The trauma is not your fault, not a single piece.
Psalm 139:14 “…for I am fearfully and wonderfully made.”
And so are you, every single one of you.
And the trauma you have been through is not your fault, not a single millimeter of it. Let go of the guilt and anger that comes when you question if it is; because it’s NOT YOUR FAULT.
Guilt is a common thing many adoptees struggle with. It’s hard to grapple with the fact that such trauma that was done to us wasn’t our fault, at least a little bit.
I remember growing up just wondering what I did in the first few hours of life to make it so easy for my birth mother to just walk away. But then I remind myself of the facts, the fact that she wasn’t given a choice by the state to take me home, and that she was high on drugs.
And then my mind jumps to the first few years of my life. What did I do during the few visits I had with her to push her away for good? Why wasn’t holding me enough to snap her into sobriety? But again, my brain remembers the facts, the fact that sobriety is often not a switch of a button, and that there is NOTHING I could have done to push her away. And there is NOTHING I could have done to make her turn away from the drugs. I dreamed growing up that she would get it together and come pursue a relationship with me. I didn’t need her to be perfect, I just wanted her to be present.
I pray other adoptees feel like they can share the guilt with someone who will reassure them with compassion and understanding, and not dismiss the guilt as crazy. Because yes it might be crazy, but to us it is a real mountain for us to overcome.
I pray foster and adoptive parents realize how important words of affirmation are to us vulnerable children. Even now, I often feel crazy with how much words of affirmation mean to me, and how it is a crucial part of my life. Just ask my husband, who is an amazing husband and father, but if words of affirmation are missing, he hears about it.

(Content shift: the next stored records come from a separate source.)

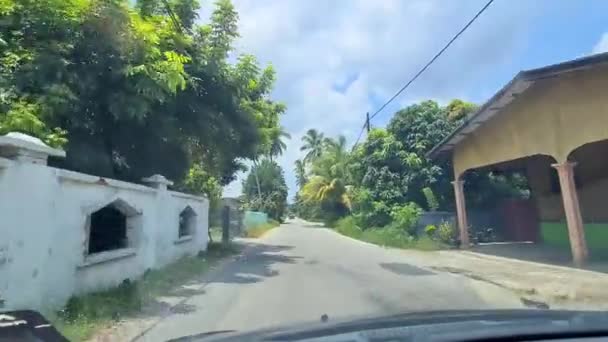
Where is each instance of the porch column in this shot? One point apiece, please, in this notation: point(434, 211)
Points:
point(572, 209)
point(461, 212)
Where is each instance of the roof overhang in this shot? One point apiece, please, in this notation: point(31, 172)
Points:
point(516, 87)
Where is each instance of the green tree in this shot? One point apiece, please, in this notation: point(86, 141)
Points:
point(313, 145)
point(273, 189)
point(130, 91)
point(300, 172)
point(327, 187)
point(277, 145)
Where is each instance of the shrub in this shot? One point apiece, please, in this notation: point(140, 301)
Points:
point(388, 236)
point(261, 229)
point(347, 226)
point(446, 233)
point(431, 200)
point(406, 216)
point(430, 230)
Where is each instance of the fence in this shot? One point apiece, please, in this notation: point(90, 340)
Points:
point(65, 233)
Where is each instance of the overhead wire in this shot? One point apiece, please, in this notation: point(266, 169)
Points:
point(421, 71)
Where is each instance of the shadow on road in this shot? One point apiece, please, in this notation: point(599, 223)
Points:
point(255, 264)
point(405, 269)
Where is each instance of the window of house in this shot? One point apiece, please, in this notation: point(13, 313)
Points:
point(108, 230)
point(187, 222)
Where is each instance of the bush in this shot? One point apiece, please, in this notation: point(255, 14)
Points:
point(261, 229)
point(431, 200)
point(405, 217)
point(447, 233)
point(347, 226)
point(389, 237)
point(430, 230)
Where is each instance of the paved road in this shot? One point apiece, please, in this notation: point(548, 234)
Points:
point(298, 272)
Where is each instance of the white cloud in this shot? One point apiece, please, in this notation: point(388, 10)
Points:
point(315, 44)
point(602, 44)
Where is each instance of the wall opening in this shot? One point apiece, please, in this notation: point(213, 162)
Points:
point(108, 230)
point(187, 222)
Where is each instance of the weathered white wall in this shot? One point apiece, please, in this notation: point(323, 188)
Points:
point(43, 214)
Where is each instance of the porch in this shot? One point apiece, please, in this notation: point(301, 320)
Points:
point(550, 124)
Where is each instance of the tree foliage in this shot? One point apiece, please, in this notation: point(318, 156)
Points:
point(389, 170)
point(130, 89)
point(272, 196)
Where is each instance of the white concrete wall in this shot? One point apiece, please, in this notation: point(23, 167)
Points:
point(43, 215)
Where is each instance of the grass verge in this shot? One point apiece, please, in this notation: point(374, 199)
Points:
point(258, 231)
point(387, 236)
point(86, 314)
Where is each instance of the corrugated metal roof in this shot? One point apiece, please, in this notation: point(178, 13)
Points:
point(518, 85)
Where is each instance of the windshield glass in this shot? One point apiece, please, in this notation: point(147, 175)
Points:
point(181, 167)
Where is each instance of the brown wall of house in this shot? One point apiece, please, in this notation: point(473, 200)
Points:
point(592, 198)
point(553, 117)
point(591, 176)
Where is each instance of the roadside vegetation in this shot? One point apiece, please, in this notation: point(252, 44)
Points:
point(260, 230)
point(134, 88)
point(84, 315)
point(377, 190)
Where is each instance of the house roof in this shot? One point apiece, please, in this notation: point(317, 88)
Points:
point(517, 86)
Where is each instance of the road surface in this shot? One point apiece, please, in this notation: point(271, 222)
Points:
point(298, 272)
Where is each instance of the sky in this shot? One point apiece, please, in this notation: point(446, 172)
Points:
point(336, 60)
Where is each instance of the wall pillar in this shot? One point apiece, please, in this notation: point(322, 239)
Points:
point(574, 219)
point(461, 211)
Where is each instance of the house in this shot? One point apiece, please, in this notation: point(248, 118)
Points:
point(551, 123)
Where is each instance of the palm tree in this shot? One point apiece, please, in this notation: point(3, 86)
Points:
point(328, 183)
point(300, 171)
point(278, 146)
point(336, 146)
point(313, 143)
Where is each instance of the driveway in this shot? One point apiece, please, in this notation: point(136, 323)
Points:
point(299, 272)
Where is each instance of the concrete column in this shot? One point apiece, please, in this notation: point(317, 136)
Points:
point(461, 211)
point(576, 230)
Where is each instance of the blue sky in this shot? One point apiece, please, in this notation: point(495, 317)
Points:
point(336, 60)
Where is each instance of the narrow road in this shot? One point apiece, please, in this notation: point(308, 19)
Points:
point(298, 272)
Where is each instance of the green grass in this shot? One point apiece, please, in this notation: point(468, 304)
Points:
point(259, 230)
point(596, 234)
point(386, 236)
point(84, 315)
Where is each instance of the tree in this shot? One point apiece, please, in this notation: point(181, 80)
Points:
point(313, 144)
point(273, 189)
point(300, 171)
point(327, 185)
point(277, 146)
point(130, 91)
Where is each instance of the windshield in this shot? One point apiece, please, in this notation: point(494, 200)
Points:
point(178, 167)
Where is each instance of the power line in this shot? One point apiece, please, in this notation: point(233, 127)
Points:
point(424, 68)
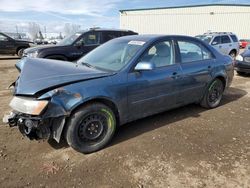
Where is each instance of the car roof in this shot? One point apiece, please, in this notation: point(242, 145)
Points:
point(104, 29)
point(218, 33)
point(150, 37)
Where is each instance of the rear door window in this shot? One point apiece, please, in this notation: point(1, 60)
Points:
point(92, 38)
point(110, 35)
point(217, 40)
point(191, 51)
point(234, 38)
point(3, 38)
point(225, 39)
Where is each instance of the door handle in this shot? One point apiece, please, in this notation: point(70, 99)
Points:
point(174, 75)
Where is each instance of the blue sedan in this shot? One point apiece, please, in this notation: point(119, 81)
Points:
point(123, 80)
point(242, 65)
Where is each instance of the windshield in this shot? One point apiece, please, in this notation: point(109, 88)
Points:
point(113, 55)
point(69, 40)
point(205, 38)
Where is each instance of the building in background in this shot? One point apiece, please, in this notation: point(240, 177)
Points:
point(189, 20)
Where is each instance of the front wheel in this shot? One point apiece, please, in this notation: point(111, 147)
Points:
point(20, 52)
point(90, 128)
point(233, 54)
point(240, 73)
point(213, 95)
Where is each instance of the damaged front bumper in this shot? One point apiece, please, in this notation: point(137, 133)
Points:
point(35, 127)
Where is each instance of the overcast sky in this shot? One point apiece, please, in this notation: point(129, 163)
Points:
point(87, 13)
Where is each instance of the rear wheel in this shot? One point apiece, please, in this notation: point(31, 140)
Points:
point(240, 73)
point(213, 95)
point(20, 52)
point(233, 54)
point(57, 57)
point(91, 128)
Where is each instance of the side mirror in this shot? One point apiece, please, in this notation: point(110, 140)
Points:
point(214, 43)
point(79, 44)
point(144, 66)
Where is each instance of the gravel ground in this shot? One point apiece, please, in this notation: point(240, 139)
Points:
point(185, 147)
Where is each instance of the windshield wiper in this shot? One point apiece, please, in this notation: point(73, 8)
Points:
point(88, 65)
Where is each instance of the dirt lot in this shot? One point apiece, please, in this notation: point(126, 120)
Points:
point(186, 147)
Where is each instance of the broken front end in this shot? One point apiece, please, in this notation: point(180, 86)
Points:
point(36, 119)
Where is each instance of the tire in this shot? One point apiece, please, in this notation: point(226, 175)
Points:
point(213, 95)
point(240, 73)
point(90, 128)
point(20, 52)
point(233, 54)
point(57, 57)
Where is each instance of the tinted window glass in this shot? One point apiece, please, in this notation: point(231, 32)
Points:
point(234, 38)
point(161, 54)
point(216, 40)
point(110, 35)
point(113, 55)
point(225, 39)
point(89, 39)
point(3, 38)
point(191, 51)
point(205, 38)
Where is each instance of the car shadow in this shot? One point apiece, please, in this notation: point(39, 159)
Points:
point(151, 123)
point(9, 57)
point(136, 128)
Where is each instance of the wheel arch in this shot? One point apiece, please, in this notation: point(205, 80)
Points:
point(233, 50)
point(108, 102)
point(222, 78)
point(55, 56)
point(19, 48)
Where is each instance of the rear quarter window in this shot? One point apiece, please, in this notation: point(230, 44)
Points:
point(191, 51)
point(225, 39)
point(234, 38)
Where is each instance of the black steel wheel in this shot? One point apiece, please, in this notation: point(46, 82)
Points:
point(213, 95)
point(233, 54)
point(90, 128)
point(20, 52)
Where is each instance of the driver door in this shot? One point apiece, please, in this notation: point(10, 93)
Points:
point(154, 90)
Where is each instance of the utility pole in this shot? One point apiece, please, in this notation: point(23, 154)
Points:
point(45, 31)
point(16, 29)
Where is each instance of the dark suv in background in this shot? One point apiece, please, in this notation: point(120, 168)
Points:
point(12, 46)
point(75, 46)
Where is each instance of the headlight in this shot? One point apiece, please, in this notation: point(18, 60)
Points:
point(28, 106)
point(32, 54)
point(239, 58)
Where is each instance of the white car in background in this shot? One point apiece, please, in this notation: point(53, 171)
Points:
point(225, 42)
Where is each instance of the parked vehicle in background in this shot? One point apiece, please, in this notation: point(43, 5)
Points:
point(125, 79)
point(242, 65)
point(75, 46)
point(12, 46)
point(225, 42)
point(244, 43)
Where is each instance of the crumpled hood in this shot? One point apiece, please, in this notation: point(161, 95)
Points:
point(41, 47)
point(38, 75)
point(246, 53)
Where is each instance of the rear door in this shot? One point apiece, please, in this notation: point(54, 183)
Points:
point(7, 45)
point(216, 43)
point(196, 63)
point(226, 44)
point(153, 91)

Adoptees have a primal wound, and a lot of aspects of that wound will never go away. But I feel an adopted child can be built up, by constant encouragement and support, and being able to voice his/ her feelings and struggles, and feel heard and cared for in doing so.
And if you are an adoptee that struggles with guilt, with wondering if there is anything you could have done to change your life’s trajectory, anything you could have done to make your bio family more involved, there is not. The trauma is not your fault, your bio family’s actions are not your fault, and holding onto the lie from the enemy that wants to convince you it is, will only prevent your healing. Give the guilt to God, He wants to take that lie and burden from you.